Bachelor of Science
School or Department
Faculty Mentor Department
Context: Dynamic stretching has become a universally accepted practice used to increase flexibility, reduce muscle injury, and improve performance. In addition to stretching, deep heating modalities such as pulsed shortwave diathermy have been used to increase range of motion through deep heating. The premise for this study was to see if combining a dynamic stretching routine with a diathermy treatment would improve range of motion (ROM) and postural control. Purpose: The purpose of this repeated measures study was to assess the effectiveness of both pulsed shortwave diathermy and dynamic stretching on hip flexor range of motion and postural control. Participants: Three males and six females between the ages of 18 and 30 completed the study. All of these participants were moderately active and had not sustained an injury to their dominant leg six months prior to the study. Methods: Each participant completed all four trials (diathermy alone, dynamic stretching alone, diathermy, and dynamic stretching combined, and a control trial) over the course of a month.

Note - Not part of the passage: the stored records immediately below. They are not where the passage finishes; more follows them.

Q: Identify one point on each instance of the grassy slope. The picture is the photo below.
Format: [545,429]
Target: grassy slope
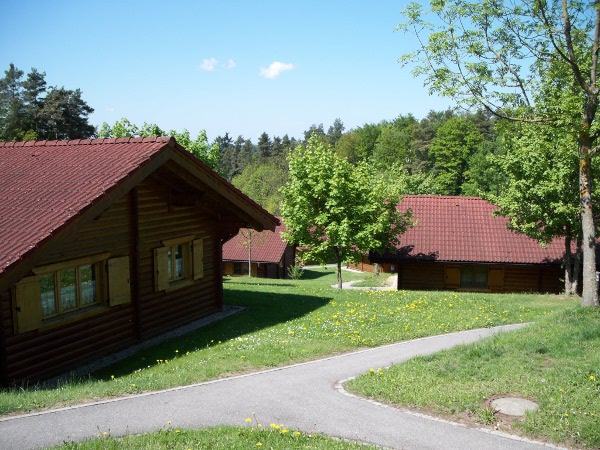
[555,362]
[288,321]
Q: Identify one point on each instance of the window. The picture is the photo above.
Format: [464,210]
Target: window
[237,268]
[473,277]
[178,263]
[67,290]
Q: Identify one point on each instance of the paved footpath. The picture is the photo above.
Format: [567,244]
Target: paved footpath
[308,397]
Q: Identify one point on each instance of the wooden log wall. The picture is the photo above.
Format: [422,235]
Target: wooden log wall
[164,311]
[421,276]
[47,352]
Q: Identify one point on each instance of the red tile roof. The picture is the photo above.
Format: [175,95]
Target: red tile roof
[464,229]
[267,247]
[45,184]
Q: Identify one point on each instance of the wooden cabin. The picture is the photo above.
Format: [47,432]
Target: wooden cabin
[458,243]
[268,255]
[105,243]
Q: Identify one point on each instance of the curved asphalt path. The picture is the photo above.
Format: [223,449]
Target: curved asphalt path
[306,396]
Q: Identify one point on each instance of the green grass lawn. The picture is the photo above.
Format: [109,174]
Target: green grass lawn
[555,362]
[273,436]
[287,321]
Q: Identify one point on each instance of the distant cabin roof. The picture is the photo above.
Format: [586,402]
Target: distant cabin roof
[464,229]
[46,184]
[267,246]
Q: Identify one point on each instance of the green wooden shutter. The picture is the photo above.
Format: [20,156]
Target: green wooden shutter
[119,290]
[161,268]
[198,258]
[28,305]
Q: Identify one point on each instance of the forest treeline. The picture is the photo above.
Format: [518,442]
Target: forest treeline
[445,153]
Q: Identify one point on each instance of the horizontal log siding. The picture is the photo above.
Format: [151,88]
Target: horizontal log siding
[164,311]
[45,353]
[421,276]
[6,320]
[552,280]
[522,279]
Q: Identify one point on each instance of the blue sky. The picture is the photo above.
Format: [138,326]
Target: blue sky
[243,67]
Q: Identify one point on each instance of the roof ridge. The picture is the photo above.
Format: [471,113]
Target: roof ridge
[123,140]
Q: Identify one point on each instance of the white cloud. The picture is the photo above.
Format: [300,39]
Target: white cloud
[208,64]
[275,69]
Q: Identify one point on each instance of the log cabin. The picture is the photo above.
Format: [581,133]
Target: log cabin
[105,243]
[266,252]
[458,243]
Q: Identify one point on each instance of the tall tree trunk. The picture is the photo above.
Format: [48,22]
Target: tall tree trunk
[339,267]
[589,295]
[577,267]
[568,263]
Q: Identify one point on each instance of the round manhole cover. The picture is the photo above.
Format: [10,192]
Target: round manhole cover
[513,406]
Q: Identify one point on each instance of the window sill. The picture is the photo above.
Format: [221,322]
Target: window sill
[175,285]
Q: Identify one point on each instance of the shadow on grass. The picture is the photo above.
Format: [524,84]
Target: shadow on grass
[262,309]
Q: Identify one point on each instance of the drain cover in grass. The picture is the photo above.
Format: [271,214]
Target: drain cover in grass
[513,406]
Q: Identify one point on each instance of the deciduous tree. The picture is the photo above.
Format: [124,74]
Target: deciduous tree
[337,210]
[517,59]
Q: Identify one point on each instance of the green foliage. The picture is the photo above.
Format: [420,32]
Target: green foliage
[358,145]
[394,144]
[541,194]
[336,210]
[454,143]
[296,271]
[530,61]
[262,182]
[199,147]
[29,110]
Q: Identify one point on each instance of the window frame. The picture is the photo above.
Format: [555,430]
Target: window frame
[112,287]
[165,263]
[98,264]
[474,271]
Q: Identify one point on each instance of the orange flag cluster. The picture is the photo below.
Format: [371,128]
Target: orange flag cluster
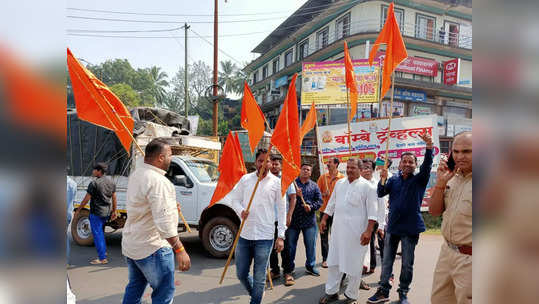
[231,168]
[395,48]
[350,82]
[97,104]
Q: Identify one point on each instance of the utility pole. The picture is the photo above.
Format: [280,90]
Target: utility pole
[215,67]
[186,27]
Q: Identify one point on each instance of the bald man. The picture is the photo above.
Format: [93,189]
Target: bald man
[452,198]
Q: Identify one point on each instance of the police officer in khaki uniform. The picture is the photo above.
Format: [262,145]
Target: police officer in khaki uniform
[452,197]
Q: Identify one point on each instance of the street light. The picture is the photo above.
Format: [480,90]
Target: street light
[215,93]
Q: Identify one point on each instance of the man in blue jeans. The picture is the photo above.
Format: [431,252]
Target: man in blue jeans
[256,238]
[406,191]
[150,239]
[304,220]
[102,197]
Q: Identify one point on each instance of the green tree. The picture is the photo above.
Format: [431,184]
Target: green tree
[126,94]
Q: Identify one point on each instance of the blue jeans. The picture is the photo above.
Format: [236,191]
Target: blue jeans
[246,251]
[157,270]
[309,239]
[408,243]
[97,223]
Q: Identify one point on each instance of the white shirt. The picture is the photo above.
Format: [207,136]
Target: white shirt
[352,206]
[152,213]
[260,224]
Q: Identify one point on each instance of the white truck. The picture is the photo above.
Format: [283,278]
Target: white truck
[195,180]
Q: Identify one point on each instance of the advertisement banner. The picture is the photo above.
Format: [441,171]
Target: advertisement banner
[369,138]
[415,65]
[323,82]
[451,71]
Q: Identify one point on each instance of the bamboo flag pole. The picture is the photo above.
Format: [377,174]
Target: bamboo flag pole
[389,123]
[348,118]
[260,174]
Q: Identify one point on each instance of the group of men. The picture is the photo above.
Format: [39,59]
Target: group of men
[353,206]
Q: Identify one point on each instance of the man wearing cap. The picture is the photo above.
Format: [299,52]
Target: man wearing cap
[452,198]
[102,197]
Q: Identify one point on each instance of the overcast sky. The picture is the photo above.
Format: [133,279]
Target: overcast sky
[168,52]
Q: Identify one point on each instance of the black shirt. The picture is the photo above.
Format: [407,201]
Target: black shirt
[101,190]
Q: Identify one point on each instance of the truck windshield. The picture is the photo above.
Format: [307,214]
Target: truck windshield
[205,171]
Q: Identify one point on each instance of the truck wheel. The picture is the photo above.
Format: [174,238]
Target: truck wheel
[218,236]
[81,230]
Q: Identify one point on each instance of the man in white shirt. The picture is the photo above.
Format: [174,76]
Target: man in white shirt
[150,235]
[256,238]
[354,210]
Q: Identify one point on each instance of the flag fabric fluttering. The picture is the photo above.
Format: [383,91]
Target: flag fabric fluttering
[231,168]
[252,118]
[395,48]
[97,104]
[286,137]
[308,123]
[350,82]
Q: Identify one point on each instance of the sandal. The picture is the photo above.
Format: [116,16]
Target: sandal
[99,262]
[329,298]
[289,280]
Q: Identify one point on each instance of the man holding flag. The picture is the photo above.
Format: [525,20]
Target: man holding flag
[256,238]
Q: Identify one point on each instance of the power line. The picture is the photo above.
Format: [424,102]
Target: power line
[169,22]
[224,53]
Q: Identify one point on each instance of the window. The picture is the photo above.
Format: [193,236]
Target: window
[288,59]
[265,72]
[303,50]
[275,65]
[342,27]
[399,15]
[322,38]
[425,26]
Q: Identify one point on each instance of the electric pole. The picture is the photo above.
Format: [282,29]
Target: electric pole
[215,68]
[186,27]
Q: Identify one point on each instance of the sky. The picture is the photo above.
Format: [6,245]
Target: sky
[168,52]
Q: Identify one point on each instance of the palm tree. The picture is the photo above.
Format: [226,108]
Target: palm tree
[231,77]
[159,82]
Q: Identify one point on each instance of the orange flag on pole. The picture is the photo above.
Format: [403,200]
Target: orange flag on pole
[395,49]
[308,123]
[285,137]
[350,82]
[97,104]
[252,118]
[231,168]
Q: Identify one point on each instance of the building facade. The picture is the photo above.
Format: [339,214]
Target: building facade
[436,33]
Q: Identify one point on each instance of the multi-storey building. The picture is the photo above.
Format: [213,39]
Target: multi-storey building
[434,32]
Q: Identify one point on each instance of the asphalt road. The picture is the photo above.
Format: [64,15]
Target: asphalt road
[105,283]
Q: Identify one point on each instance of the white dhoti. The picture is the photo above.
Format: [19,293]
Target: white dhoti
[352,205]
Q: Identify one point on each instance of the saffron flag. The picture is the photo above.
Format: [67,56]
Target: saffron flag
[308,123]
[395,49]
[286,137]
[252,118]
[231,168]
[97,104]
[350,82]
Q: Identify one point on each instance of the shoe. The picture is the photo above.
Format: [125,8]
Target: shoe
[313,271]
[364,285]
[99,262]
[329,298]
[378,297]
[288,280]
[403,299]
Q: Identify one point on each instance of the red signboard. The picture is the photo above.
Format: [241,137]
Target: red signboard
[451,71]
[415,65]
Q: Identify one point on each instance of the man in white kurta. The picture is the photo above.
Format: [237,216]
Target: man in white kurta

Active hip extension and the Y-Star Excursion Balance Test (Y-SEBT) were complete before and after each trial. Results: The 2x4 (time by trial) repeated measures ANOVA revealed no statistical significance for hip extension and Y-SEBT (p=0.817 and p= 0.367 respectively). Conclusion: This research intended to determine diathermy’s outcomes on increasing ROM and postural control in the hip flexors and how these effects could be enhanced by a dynamic stretching routine. All of the participants regardless of trial improved however, this was due to a practicing effect. Therefore the results of this study were found to be inconclusive for all trials performed.
Honors College Research Project
Dickman, Britt M. and VanValkenburg, Cali, "COMPARING THE EFFECTS OF DIATHERMY AND DYNAMIC STRETCHING ON HIP FLEXOR FLEXIBILITY AND POSTURAL CONTROL" (2015). Undergraduate Theses and Professional Papers. 64.